Qui l’aurait cru ? Les premiers blancs arrivés au Rwanda au tout début du XXème siècle ont été qualifiés de « sauvages » par les rwandais!
Était-ce pour ainsi dire les hommes à civiliser ?
C’est une histoire qui paraîtrait invraisemblable ou pour le moins inventée de toute pièce, mais une chose est sûre, les premiers blancs ont été vite affublés de jugements négatifs et traités notamment de sauvages par les rwandais.
Ce qui est fort intéressant en effet, c’est ce croisement du mot « sauvage » qui était déjà courant dans le vocabulaire européen, désignant ainsi des sociétés dites primitives, en l’occurrence africaines. Pour l’européen, le peuple primitif « sauvage » est un barbare, un rustre qui vit à l’état animal.

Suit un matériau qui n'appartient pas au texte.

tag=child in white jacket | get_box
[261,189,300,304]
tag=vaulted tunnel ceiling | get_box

Le primitif n’a pas acquis de bonnes manières de vivre et il faut le lui apprendre…
En ce début du 20ème siècle, l’européen définit l’autre « étranger » en se prenant pour référence, se basant sur son mode de vie propre. Il est le centre du monde.
Au Rwanda tout comme ailleurs dans les territoires colonisés, un simple geste et attitude des populations locales sont associés à leur primitivité. Ce reportage du Père Léon Classe en 1900 en est une belle illustration (Nsengimana I., 2003:284) :
«La vue d’une maison de quatorze mètres plongeait au début nos bons noirs dans une grande perplexité (…). Notre manière de bâtir devait donc dérouter toutes leurs traditions.
(…) – Les blancs construisent du matin au soir (disaient les rwandais), l’herbe est remplacée par la terre, les briques s’entassent les unes sur les autres » (…)
– Pourquoi faites-vous des maisons avec tant de terres, disaient-ils.
– Est-ce que vous dormirez là dedans ? – Quand il pleuvra, la maison vous tombera sur le dos. Je n’oserais jamais y entrer !
– Si j’y entre, entreras-tu ? Avec toi, oui, mais seul jamais(…).
Les fenêtres à leur tour les intriguent.
– A quoi peuvent-ils bien servir ces petites portes d’accès si difficiles! » (…).
Chaque jour nous amène des curieux. ( …). Après le catéchisme, les rwandais viennent faire la causette comme ils le disent, et voir les choses d’Europe (…). Ce sont du reste de grands enfants, pour qui tout est nouveau, ils s’extasient devant une image, un miroir, un rien, ce tic tac d’une montre leur fait pousser des cris d’étonnement : « elle parle », disent-ils. Une image de la bonne Mère tenant en ses bras le divin Enfant les laisse dans l’admiration ».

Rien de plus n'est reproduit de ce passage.